Sorry I’ve took a few months off, I have this thing called a life. So how are you? Good. Good. Hmm. Right.

So yeah, it was my birthday at the beginning of this month. A few days before we went down to Whitby (me and my family) and came back the night before my 20th – stopping off at an aunty’s birthday dinner at a posh restaurant.

Whether it was the four hour drive, or the beef (it was so pink I asked for a defibrillator) I don’t know, but I … er, saw it again in the carpark on the way out. Proper projectile stuff. In true me fashion I just sat in my vest on the drive home, saying ‘the sticky toffee pudding was rock hard … no, Mum obviously I never ate it, they’re meant to be soft.’

Then I was sick again once home. Proper everything. Just everything. Exorcist looked like CBeebies. I craved water but couldn't drink it. It was a hang over without the alcohol. Four times from four in the evening ‘til eight on the morning of my birthday.

I opened a card my mum and dad had done from my teddy bear and his sister and cried like a woman who’s found out she was pregnant (I hadn’t slept all night and had just thrown up boiled water.) I went to bed then (at 9AM) got up at 4PM, watched Shrek, cried at that, and went to bed.

I couldn’t even eat the Dracula cake that the chefs at Whitby had procured:

 

A cake with a toy figure on it

AI-generated content may be incorrect.

I’m pretty sure that it was Chris Eccleston’s doctor with jam round his mouth and a bit of cloth tied round his neck. But on short notice, bravo I say.

Anyway we’ll end on a poem. I would end on a rock song like Freaky Friday (I adored the sequel and the 2003 one is in my top 3 of movies ever) but I don’t look or sound like Lindsay Lohan – and nowhere near as cool as Jamie Lee Curtis.

Mister Common Cold

 

 

 

Mr Common Cold arrived without warning, on a cold and blustery Saturday morning.

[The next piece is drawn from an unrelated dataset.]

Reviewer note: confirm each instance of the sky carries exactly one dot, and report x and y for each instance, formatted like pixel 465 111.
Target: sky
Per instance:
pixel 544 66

He was as tall as the door, and dressed in white, his yellow eyes gleaming like lanterns on a cold night.

He waited patiently, I didn’t hear a peep, until I was well into the land of sleep.

Whilst I was sleeping, he made my throat scratch, by climbing down my throat like a serving hatch.

Mr Common Cold was here to stay: ‘Oh – rejoice!’ he says, ‘what a happy day!’

He sits comfortably, Mr Common Cold, sitting cross-legged like scholars of old.

I picture him, blue-skin, big grin, getting ready to make a horrible din.

He blocks up my nose with the smoke from his pipe, making me grovel, making me gripe.

I solider on, drinking hot tea – yet I feel so miserable, as miserable as can be.

Mr Common Cold was settling in – ‘oh –’ he said, ‘what a wonderful din!’

Mr Common Cold sat on his chair, laughing at me wailing in despair.

As soon as I drink, my nose starts running like a melted ice rink.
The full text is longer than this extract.